Categorie: Società

La paura cresce, lo dicono i libri

I libri scritti negli ultimi cinquanta anni conterrebbero meno parole connesse alle emozioni in generale ma, più in particolare, termini che esprimono paura. Soprattutto se i libri in questione sono inglesi. E’ quanto afferma il team di ricercatori composto da Alberto Acerbi, Vasileios Lampos, Philip Garnett e R. Alexander Bentley, in uno studio pubblicato su Plos One. La ricerca, intitolata “The Expression of Emotions in 20th Century Books”  analizza l’utilizzo delle cosiddette mood words, le parole con un contenuto emotivo, nella letteratura in lingua inglese (britannica e americana) del ventesimo secolo.

Lo strumento usato per la ricerca è stato il database Ngram di Google che, contenendo copie scansionate di più di 5 milioni di volumi, rappresenta un campione del 4% dei libri pubblicati da alcuni secoli a questa parte. Oltre al database, gli autori hanno utilizzato alcune liste di termini per individuare diverse categorie d’umore e tracciare il loro utilizzo nel tempo. Le emozioni prese in considerazione sono state sei: rabbia, disgusto, paura, gioia, tristezza e sorpresa.  

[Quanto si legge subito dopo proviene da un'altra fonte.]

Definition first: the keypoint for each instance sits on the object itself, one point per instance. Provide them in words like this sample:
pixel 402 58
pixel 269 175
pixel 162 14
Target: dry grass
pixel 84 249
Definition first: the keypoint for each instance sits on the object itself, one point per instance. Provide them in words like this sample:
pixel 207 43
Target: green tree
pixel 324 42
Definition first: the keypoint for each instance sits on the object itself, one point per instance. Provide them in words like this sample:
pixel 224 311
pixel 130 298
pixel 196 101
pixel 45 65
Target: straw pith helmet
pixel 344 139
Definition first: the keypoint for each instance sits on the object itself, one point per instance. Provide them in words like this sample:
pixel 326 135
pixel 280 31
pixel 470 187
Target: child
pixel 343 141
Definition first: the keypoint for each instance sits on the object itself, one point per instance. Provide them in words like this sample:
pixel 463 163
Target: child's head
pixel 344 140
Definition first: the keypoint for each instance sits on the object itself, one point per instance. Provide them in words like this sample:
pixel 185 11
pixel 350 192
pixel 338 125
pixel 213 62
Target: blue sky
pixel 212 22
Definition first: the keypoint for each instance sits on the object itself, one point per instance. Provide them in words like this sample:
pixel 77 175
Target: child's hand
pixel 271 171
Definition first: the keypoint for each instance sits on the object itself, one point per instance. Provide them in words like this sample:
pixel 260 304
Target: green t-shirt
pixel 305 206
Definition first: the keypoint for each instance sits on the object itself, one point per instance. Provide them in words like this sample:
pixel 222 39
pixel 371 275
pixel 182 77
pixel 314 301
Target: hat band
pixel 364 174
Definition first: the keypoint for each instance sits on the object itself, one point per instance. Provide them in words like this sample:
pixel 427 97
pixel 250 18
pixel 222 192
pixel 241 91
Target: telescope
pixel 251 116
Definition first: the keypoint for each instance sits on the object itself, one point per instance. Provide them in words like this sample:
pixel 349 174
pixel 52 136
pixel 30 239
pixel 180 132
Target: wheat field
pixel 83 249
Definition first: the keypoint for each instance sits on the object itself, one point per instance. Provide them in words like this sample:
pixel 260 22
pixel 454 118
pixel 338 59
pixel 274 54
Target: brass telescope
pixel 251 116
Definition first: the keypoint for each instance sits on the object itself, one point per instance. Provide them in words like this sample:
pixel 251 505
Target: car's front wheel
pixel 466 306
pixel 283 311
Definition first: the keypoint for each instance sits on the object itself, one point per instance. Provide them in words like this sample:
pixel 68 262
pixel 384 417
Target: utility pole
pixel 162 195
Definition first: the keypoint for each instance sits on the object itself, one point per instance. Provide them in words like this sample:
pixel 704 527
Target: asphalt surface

I risultati hanno mostrato una chiara diminuzione nell’utilizzo delle mood words attraverso gli anni, con l’unica eccezione, dal 1970 ad oggi, di quelle connesse alla paura. Non solo. Gli autori hanno infatti osservato che si riescono a distinguere periodi in cui hanno prevalenza emozioni positive, come gli anni ’20 e gli anni ’60, e periodi in cui invece prevalgono quelle negative, come la seconda guerra mondiale e gli anni ’70. Un’altra scoperta che emerge dallo studio è che, dal 1960, i libri scritti in inglese americano hanno incrementato il loro contenuto in mood words rispetto a quelli scritti in inglese britannico, risultando quindi più emotivi.

Mentre i recenti studi sui social network online hanno mostrato come l’utilizzo delle parole possa riflettere chiaramente gli eventi socio-politici a breve termine, sembrerebbe che lo studio delle mood word nei libri possa invece mostrare le conseguenze di eventi quali le guerre mondiali o il boom economico anche a lungo termine. Come a dire: ogni epoca si specchia nelle tecnologie che la caratterizzano, ora i social network, un tempo i libri.

Ma il dubbio rimane: l’utilizzo delle parole rappresenta davvero il comportamento e l’umore di una popolazione? La questione non è ancora chiara, ma di certo l’enorme abbondanza di dati adesso disponibili potrà aiutare gli studiosi a dare una risposta.